Pendant longtemps, la France a été le seul pays, ou presque, à connaître une gestion de l’eau par des entreprises privées. De fait, de grandes multinationales françaises de l’eau, Suez (Générale des eaux), Veolia (Lyonnaise des eaux, ex-Vivendi) et la Saur, se sont appuyées, pour leur développement, sur des positions et une force de frappe acquise grâce des marchés français et internationaux « captifs » et « propices ». Nous parlons de l’« école française de l’eau » comme modèle, précurseur, exporté à l’international.

Victime de son succès, la privatisation de la gestion de l’eau recouvre des réalités diverses. Pour le cas de la France, Grenoble fut l’une des premières villes dans le monde à obtenir le retrait d’une multinationale de l’eau à travers une action juridique, en l’occurrence contre des cas de corruption et des irrégularités dans la passation du marché de délégation de service public.
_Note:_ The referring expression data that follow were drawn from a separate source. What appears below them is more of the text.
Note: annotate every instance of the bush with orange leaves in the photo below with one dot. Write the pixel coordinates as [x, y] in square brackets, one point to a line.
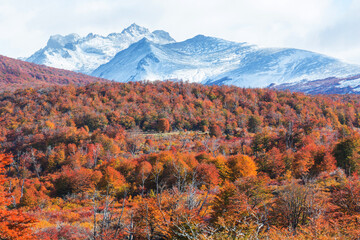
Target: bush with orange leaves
[13, 223]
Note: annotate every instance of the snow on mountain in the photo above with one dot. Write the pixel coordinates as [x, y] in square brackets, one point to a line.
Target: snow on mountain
[192, 60]
[211, 60]
[84, 54]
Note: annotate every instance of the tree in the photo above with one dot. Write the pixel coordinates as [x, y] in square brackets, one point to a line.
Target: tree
[241, 166]
[254, 123]
[215, 131]
[13, 223]
[163, 125]
[346, 153]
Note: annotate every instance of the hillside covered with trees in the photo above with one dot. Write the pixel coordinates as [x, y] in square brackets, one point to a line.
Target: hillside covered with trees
[16, 74]
[169, 160]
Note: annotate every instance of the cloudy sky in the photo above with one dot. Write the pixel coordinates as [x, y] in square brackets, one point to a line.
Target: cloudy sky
[326, 26]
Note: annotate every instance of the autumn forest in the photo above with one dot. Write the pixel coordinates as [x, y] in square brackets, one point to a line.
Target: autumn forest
[174, 160]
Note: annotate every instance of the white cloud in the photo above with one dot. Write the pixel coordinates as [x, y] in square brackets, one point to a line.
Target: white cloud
[326, 26]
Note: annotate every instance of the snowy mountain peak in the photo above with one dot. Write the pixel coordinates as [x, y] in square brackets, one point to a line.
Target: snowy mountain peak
[164, 35]
[135, 30]
[138, 54]
[85, 54]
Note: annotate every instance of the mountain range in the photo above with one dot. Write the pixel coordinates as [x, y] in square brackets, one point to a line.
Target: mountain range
[137, 54]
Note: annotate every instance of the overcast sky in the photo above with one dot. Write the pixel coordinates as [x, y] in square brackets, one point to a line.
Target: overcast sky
[331, 27]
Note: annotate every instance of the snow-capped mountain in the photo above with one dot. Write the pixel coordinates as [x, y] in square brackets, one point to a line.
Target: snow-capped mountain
[85, 54]
[211, 60]
[137, 54]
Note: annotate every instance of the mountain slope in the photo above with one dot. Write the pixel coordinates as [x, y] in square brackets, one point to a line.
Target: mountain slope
[19, 74]
[85, 54]
[215, 61]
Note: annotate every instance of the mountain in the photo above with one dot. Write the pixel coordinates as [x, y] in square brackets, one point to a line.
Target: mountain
[137, 54]
[85, 54]
[332, 85]
[211, 60]
[19, 74]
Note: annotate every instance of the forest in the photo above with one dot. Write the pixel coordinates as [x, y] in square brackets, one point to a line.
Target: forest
[174, 160]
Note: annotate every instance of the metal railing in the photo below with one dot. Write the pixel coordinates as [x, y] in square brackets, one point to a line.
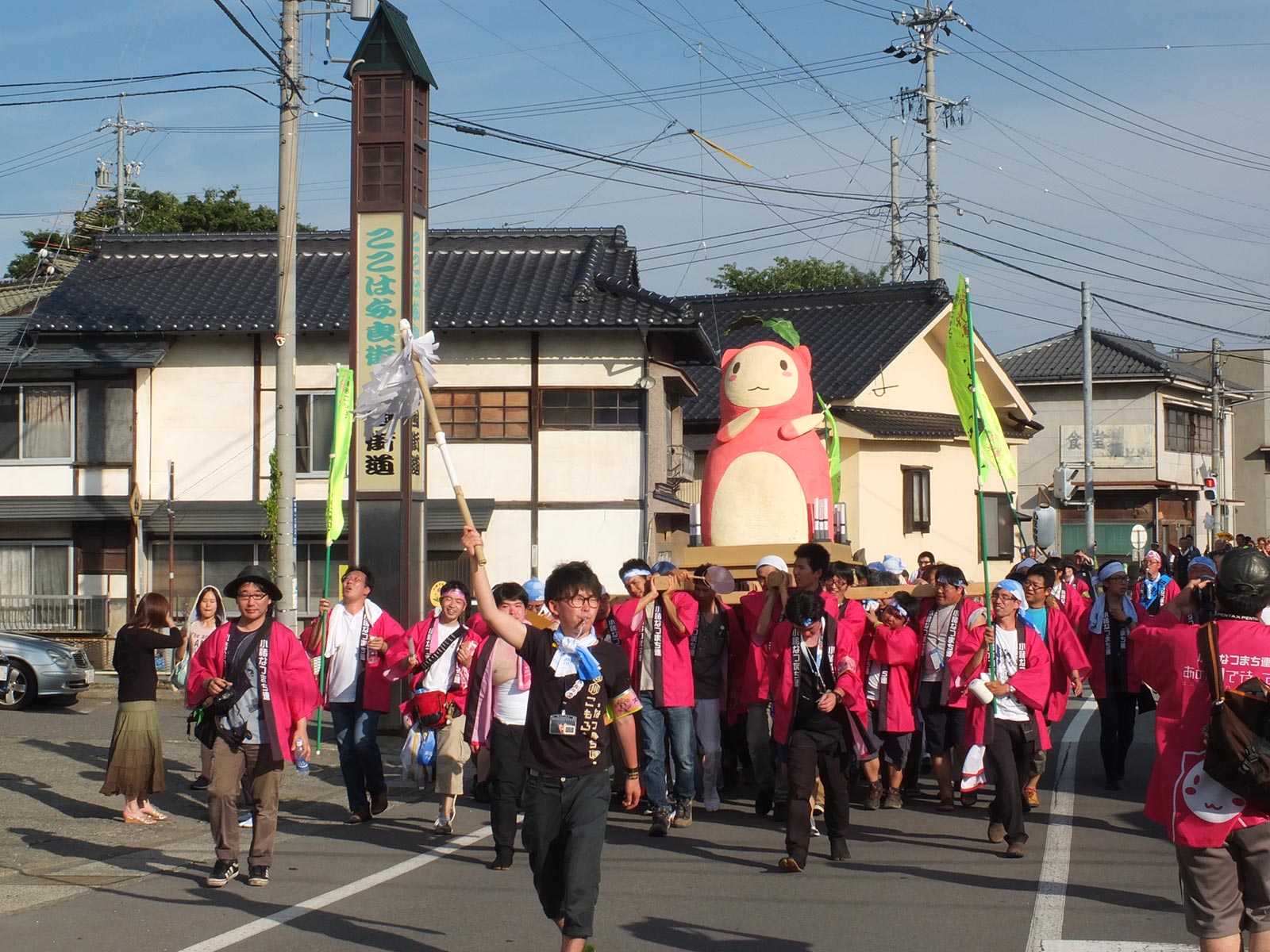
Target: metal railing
[56, 615]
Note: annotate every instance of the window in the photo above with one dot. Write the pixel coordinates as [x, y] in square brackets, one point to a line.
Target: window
[999, 527]
[103, 422]
[918, 498]
[200, 564]
[591, 409]
[315, 422]
[483, 414]
[36, 422]
[1189, 431]
[35, 569]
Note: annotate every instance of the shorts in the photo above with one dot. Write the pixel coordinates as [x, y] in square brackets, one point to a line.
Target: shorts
[944, 725]
[1226, 889]
[892, 746]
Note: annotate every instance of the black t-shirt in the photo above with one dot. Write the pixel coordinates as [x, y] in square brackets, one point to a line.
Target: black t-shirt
[711, 641]
[586, 750]
[813, 727]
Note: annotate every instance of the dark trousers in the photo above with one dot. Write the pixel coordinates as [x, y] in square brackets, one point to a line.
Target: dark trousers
[564, 831]
[507, 781]
[804, 763]
[1117, 716]
[360, 759]
[1009, 758]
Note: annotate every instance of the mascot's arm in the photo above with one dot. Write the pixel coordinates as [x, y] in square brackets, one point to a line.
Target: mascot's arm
[803, 424]
[733, 429]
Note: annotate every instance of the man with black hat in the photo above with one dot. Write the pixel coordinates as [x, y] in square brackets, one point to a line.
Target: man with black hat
[941, 621]
[1222, 841]
[260, 683]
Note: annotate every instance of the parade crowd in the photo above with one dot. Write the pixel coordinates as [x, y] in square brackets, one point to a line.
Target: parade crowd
[806, 692]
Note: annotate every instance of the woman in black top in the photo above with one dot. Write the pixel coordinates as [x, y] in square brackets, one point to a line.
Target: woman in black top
[135, 766]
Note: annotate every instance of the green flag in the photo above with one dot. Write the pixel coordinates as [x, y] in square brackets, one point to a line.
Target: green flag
[991, 450]
[340, 444]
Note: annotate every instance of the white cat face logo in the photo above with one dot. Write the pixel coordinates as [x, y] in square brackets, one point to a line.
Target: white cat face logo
[1208, 799]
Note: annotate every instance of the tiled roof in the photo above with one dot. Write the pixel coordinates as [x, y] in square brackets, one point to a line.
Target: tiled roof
[908, 424]
[852, 333]
[27, 352]
[1114, 357]
[495, 278]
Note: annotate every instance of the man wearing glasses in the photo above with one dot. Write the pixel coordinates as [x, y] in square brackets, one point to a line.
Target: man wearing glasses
[1113, 670]
[578, 687]
[260, 685]
[943, 622]
[1010, 663]
[654, 628]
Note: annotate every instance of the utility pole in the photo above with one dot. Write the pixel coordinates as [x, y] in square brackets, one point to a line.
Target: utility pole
[124, 171]
[924, 48]
[897, 243]
[1218, 448]
[1087, 387]
[285, 334]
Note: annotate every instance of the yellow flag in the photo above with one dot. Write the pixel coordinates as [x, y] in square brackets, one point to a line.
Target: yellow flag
[991, 448]
[340, 446]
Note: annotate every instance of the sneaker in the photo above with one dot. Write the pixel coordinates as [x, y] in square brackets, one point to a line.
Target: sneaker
[764, 803]
[222, 873]
[660, 823]
[873, 801]
[502, 860]
[683, 814]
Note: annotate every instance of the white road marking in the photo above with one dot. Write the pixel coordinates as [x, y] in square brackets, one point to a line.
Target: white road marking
[1110, 946]
[1047, 926]
[337, 895]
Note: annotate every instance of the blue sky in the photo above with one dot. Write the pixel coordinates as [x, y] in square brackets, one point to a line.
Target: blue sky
[1090, 152]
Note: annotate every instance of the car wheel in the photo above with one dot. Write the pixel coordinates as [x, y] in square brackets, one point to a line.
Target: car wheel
[22, 687]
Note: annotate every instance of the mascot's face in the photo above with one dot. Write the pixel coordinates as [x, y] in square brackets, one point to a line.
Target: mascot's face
[762, 374]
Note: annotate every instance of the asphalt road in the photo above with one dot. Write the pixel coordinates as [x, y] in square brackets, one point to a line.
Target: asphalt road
[70, 873]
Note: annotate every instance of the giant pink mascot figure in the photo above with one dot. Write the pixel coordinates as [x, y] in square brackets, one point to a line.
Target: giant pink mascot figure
[766, 463]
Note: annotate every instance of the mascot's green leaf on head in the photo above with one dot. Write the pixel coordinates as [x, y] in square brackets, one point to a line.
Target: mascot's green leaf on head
[766, 463]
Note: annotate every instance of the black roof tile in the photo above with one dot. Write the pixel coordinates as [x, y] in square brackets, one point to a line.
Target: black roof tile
[851, 333]
[506, 278]
[1114, 357]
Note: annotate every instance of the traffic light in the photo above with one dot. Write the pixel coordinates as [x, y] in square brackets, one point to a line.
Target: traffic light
[1064, 488]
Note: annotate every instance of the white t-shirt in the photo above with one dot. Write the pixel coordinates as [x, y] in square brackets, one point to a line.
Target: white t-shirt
[1009, 708]
[441, 676]
[342, 644]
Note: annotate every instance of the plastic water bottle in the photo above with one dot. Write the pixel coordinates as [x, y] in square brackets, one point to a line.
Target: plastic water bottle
[302, 761]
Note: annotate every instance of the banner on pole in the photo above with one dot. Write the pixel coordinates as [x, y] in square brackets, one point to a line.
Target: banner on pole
[972, 403]
[340, 446]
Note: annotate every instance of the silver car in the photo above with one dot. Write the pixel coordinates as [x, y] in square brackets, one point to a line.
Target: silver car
[33, 666]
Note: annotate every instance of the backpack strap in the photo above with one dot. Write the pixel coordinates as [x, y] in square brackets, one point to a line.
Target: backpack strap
[1212, 660]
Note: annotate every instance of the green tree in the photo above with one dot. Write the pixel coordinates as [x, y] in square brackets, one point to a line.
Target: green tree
[215, 211]
[794, 274]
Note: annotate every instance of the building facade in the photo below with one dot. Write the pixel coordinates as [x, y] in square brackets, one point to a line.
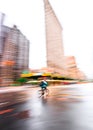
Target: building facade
[54, 40]
[14, 54]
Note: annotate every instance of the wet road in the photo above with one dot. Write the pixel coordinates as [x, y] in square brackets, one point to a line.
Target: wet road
[68, 107]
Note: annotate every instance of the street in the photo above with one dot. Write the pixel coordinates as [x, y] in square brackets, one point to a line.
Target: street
[68, 107]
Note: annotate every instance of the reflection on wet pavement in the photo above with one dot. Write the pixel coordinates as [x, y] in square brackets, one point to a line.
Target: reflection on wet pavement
[66, 108]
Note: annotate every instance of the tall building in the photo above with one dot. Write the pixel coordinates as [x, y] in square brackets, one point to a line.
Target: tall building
[72, 71]
[54, 40]
[14, 54]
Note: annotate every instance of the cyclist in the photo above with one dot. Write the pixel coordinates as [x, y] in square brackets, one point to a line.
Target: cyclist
[43, 84]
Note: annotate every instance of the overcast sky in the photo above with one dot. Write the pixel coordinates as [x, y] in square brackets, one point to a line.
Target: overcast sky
[76, 18]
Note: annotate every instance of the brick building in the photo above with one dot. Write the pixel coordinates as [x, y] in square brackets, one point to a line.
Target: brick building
[54, 41]
[14, 53]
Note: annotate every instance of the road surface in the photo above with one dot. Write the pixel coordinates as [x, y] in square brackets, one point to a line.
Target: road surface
[68, 107]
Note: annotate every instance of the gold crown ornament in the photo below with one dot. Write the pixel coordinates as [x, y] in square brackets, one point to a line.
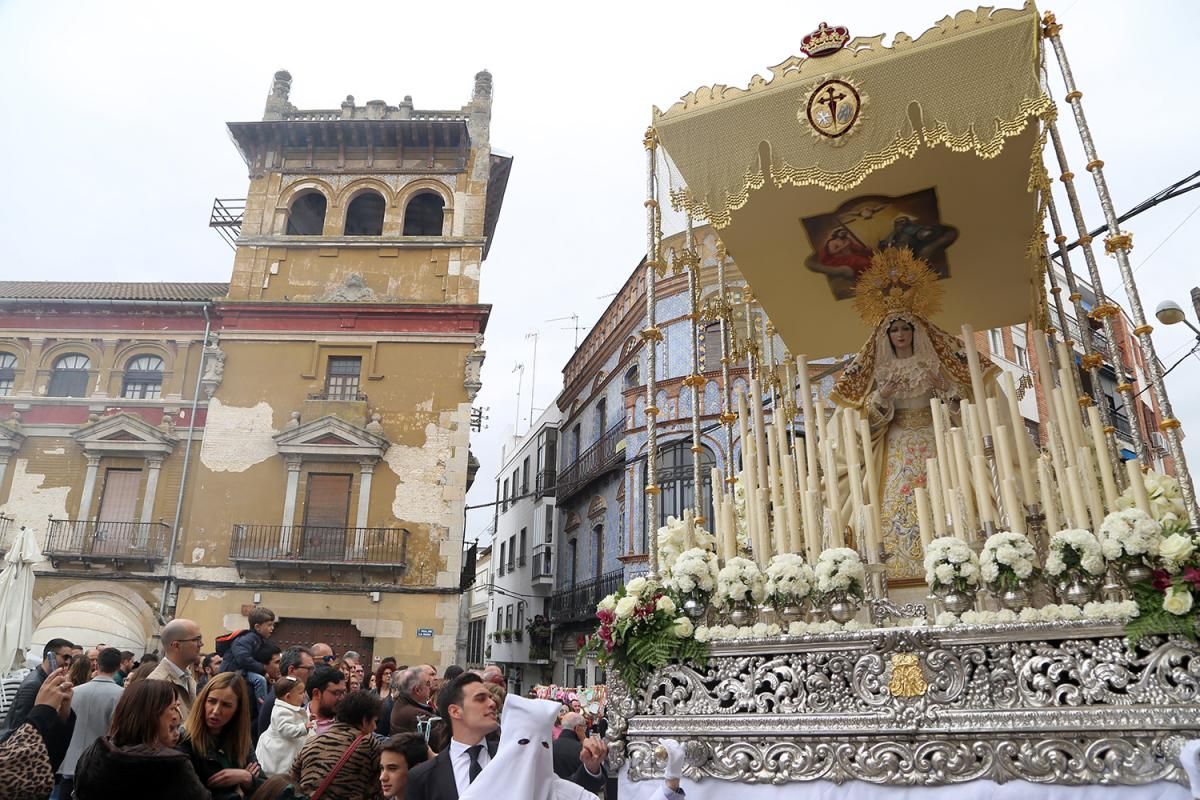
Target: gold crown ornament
[897, 281]
[825, 41]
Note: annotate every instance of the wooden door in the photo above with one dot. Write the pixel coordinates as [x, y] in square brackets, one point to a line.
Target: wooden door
[340, 635]
[117, 524]
[327, 509]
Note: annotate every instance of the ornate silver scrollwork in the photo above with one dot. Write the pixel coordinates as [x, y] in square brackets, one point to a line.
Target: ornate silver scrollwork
[1051, 703]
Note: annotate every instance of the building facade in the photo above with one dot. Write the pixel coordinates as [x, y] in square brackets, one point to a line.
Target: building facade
[523, 565]
[297, 438]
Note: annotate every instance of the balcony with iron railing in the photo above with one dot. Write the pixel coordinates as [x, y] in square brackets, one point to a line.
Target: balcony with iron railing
[598, 459]
[91, 541]
[544, 482]
[276, 547]
[579, 602]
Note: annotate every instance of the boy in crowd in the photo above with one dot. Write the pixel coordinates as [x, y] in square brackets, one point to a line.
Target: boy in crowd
[246, 653]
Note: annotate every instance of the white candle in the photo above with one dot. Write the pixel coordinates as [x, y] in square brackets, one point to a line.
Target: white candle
[779, 519]
[1049, 504]
[810, 423]
[936, 495]
[923, 522]
[813, 533]
[1140, 497]
[1104, 464]
[963, 474]
[873, 469]
[1023, 439]
[977, 389]
[870, 536]
[1091, 487]
[1012, 506]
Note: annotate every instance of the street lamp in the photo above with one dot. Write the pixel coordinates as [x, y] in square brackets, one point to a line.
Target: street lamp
[1171, 313]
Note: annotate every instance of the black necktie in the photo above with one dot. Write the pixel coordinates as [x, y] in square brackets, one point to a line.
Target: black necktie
[475, 767]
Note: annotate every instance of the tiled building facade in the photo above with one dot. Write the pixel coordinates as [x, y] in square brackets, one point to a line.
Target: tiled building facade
[321, 398]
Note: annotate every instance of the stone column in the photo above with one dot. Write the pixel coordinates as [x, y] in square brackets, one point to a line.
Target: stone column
[289, 501]
[89, 487]
[366, 470]
[154, 465]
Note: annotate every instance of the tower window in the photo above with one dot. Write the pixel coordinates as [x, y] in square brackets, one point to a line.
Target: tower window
[306, 217]
[7, 373]
[364, 217]
[342, 382]
[143, 378]
[69, 378]
[423, 216]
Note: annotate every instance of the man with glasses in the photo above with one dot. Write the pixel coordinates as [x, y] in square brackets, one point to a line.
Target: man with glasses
[295, 662]
[57, 653]
[325, 689]
[183, 644]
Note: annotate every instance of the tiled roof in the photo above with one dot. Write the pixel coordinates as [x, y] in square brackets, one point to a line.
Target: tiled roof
[109, 290]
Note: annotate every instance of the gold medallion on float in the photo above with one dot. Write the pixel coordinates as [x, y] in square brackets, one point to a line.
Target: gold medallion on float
[833, 109]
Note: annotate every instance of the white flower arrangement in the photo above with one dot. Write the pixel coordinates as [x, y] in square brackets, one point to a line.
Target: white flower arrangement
[1074, 549]
[1131, 534]
[1165, 499]
[741, 581]
[694, 572]
[839, 569]
[675, 537]
[789, 579]
[1007, 559]
[951, 564]
[1119, 612]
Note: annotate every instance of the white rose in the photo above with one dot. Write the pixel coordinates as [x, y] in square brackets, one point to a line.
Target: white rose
[1177, 601]
[1176, 547]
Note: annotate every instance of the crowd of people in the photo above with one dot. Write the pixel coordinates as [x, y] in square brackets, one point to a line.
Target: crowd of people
[249, 720]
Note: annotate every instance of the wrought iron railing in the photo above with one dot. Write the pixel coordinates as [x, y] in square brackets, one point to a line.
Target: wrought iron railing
[369, 547]
[580, 601]
[544, 482]
[335, 395]
[227, 217]
[592, 463]
[90, 540]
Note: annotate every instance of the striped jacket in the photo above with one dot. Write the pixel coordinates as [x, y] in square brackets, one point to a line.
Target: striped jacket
[359, 776]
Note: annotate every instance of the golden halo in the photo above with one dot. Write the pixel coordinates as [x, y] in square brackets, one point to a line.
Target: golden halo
[897, 281]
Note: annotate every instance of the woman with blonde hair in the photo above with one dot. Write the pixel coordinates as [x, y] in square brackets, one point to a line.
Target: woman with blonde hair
[216, 738]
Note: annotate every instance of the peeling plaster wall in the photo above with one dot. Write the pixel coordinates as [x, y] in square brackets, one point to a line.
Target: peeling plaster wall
[30, 503]
[237, 438]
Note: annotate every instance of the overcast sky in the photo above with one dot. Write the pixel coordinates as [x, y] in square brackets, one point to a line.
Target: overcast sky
[113, 128]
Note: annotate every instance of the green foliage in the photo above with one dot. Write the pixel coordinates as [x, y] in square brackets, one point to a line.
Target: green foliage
[1153, 619]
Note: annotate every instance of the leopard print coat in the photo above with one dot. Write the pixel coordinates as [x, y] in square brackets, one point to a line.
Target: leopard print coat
[25, 771]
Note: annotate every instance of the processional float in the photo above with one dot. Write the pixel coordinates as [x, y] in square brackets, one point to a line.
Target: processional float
[901, 587]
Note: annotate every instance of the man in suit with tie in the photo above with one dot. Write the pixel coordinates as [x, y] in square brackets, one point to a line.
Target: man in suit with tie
[471, 713]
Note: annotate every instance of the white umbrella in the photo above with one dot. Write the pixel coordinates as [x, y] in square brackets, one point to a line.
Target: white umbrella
[17, 600]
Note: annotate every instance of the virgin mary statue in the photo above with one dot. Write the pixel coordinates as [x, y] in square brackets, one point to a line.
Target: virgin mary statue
[906, 362]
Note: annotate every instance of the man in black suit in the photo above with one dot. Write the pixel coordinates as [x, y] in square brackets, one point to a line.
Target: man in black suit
[571, 747]
[471, 713]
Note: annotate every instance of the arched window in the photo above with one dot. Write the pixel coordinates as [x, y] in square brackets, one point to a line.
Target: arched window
[143, 378]
[676, 481]
[7, 373]
[423, 215]
[364, 217]
[306, 217]
[69, 378]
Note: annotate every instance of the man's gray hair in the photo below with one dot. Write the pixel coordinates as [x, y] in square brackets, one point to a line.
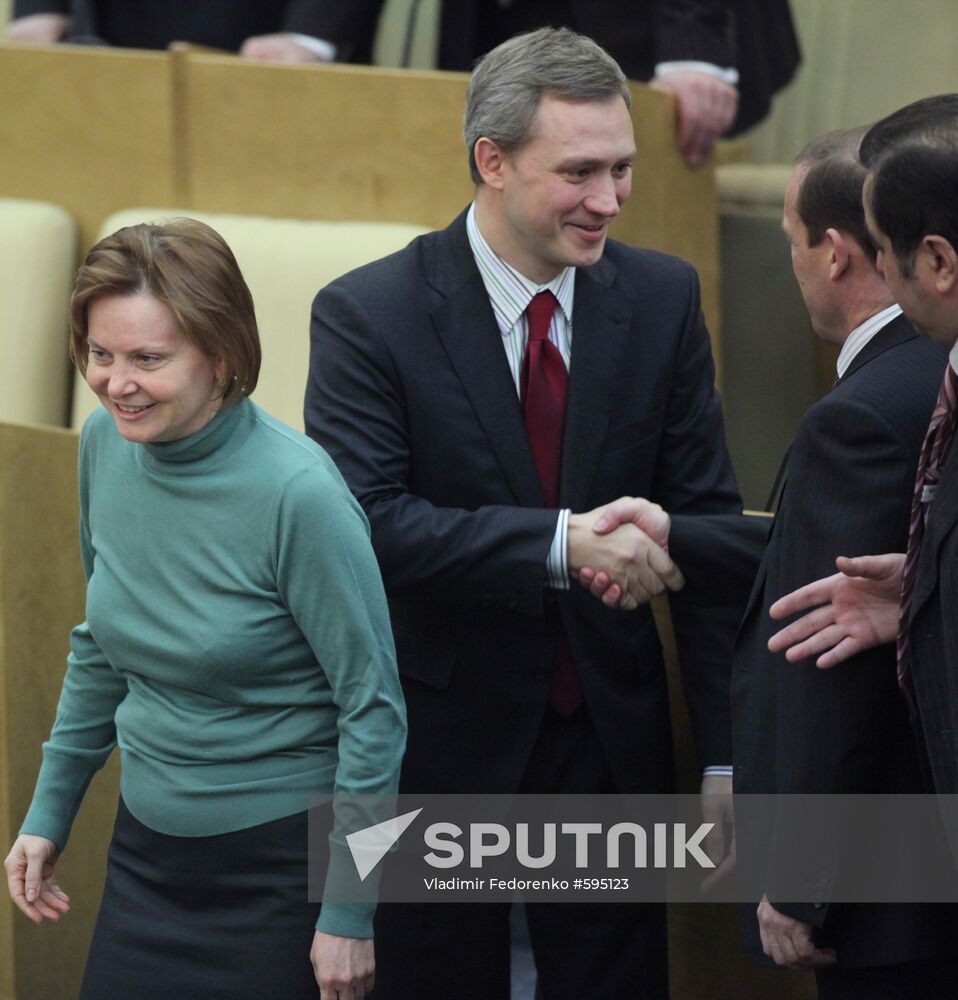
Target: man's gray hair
[509, 82]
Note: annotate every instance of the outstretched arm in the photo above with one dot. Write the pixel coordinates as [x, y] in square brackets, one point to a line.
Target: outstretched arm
[855, 609]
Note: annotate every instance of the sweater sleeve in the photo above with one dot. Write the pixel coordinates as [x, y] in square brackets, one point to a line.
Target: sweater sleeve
[329, 580]
[84, 732]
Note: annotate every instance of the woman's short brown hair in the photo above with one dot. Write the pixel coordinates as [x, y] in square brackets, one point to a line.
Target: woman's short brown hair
[188, 266]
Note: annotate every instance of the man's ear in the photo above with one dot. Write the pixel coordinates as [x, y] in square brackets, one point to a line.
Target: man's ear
[941, 259]
[490, 161]
[839, 253]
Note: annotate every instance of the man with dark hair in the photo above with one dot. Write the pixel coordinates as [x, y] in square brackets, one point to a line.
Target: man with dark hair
[795, 728]
[908, 595]
[480, 390]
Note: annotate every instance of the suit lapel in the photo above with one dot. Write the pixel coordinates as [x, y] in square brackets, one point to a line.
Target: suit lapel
[896, 332]
[601, 322]
[466, 326]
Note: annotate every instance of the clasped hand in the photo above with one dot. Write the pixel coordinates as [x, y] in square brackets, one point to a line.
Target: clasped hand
[619, 552]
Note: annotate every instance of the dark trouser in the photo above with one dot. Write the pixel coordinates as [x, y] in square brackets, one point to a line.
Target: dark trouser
[460, 951]
[935, 980]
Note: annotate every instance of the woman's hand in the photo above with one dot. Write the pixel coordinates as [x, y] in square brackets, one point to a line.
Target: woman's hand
[345, 967]
[30, 878]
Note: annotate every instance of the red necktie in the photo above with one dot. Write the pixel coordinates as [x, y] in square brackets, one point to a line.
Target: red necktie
[933, 454]
[543, 388]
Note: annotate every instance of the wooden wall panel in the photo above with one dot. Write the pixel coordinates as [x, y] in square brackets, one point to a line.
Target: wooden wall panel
[334, 142]
[341, 142]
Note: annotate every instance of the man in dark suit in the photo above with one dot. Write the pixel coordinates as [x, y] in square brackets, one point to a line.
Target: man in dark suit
[909, 595]
[284, 30]
[797, 729]
[475, 434]
[723, 59]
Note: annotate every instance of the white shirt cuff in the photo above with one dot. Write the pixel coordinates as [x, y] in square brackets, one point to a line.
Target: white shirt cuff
[557, 564]
[718, 770]
[729, 75]
[319, 46]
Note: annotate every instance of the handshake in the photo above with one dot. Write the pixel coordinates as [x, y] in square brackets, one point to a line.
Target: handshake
[620, 552]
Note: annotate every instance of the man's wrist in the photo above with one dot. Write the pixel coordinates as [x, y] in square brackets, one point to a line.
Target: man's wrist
[727, 75]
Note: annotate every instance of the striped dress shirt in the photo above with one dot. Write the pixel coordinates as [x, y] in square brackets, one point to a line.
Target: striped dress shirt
[510, 294]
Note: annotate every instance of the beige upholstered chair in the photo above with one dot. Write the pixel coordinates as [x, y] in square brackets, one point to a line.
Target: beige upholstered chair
[37, 251]
[285, 262]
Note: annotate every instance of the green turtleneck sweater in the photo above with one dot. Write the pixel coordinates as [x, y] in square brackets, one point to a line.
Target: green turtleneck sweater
[237, 643]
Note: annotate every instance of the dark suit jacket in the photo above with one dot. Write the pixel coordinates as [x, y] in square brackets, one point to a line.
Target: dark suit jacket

A l’origine même du mot « rivalité », la définition du CNRTL, nous renvoie à l’eau puisque le premier sens de « rival » signifie ceux qui tirent leur eau du même cours d’eau « rivus » et qui s’opposent en de fréquents différends.

Les principes fondamentaux du capitalisme, comme indiqué dans un article du Monde Diplomatique, ont été étendus à l’eau en tant que « bien marchand » :

  • Rareté : un bien économique à valeur marchande n’existe que s’il est rare, associé à des rendements décroissants, et relève, dès lors, d’un système de rente. Une notion apparemment paradoxale car d’origine naturelle mais, surtout, humaine.
  • Indifférence : les problématiques sanitaires liées à la pollution ou à la propreté affectent davantage les consommateurs qui sont victimes d’entreprises privées ou groupes capitalistes. Un piège sans issue ni conscience humaine et morale : « Si l’eau est sale, je la dépollue ; si elle est propre, je la vends propre ; si elle est abondante, je la raréfie par un système de péage. »
  • Discrimination : de grandes inégalités, dans la répartition et l’accès à l’eau, alimentées par un fort désir de captation de valeur par les firmes privées. Certains discours politiques sont en faveur de ces disparités qui distinguent deux catégories d’eau : comme « outil de travail », créatrice d’emplois et de richesse, et l’eau utilisée pour un usage domestique. Le phénomène de surconsommation de l’eau minérale serait justifié bien que l’eau fournit, à titre d’exemple aux français, soit potable à 100%.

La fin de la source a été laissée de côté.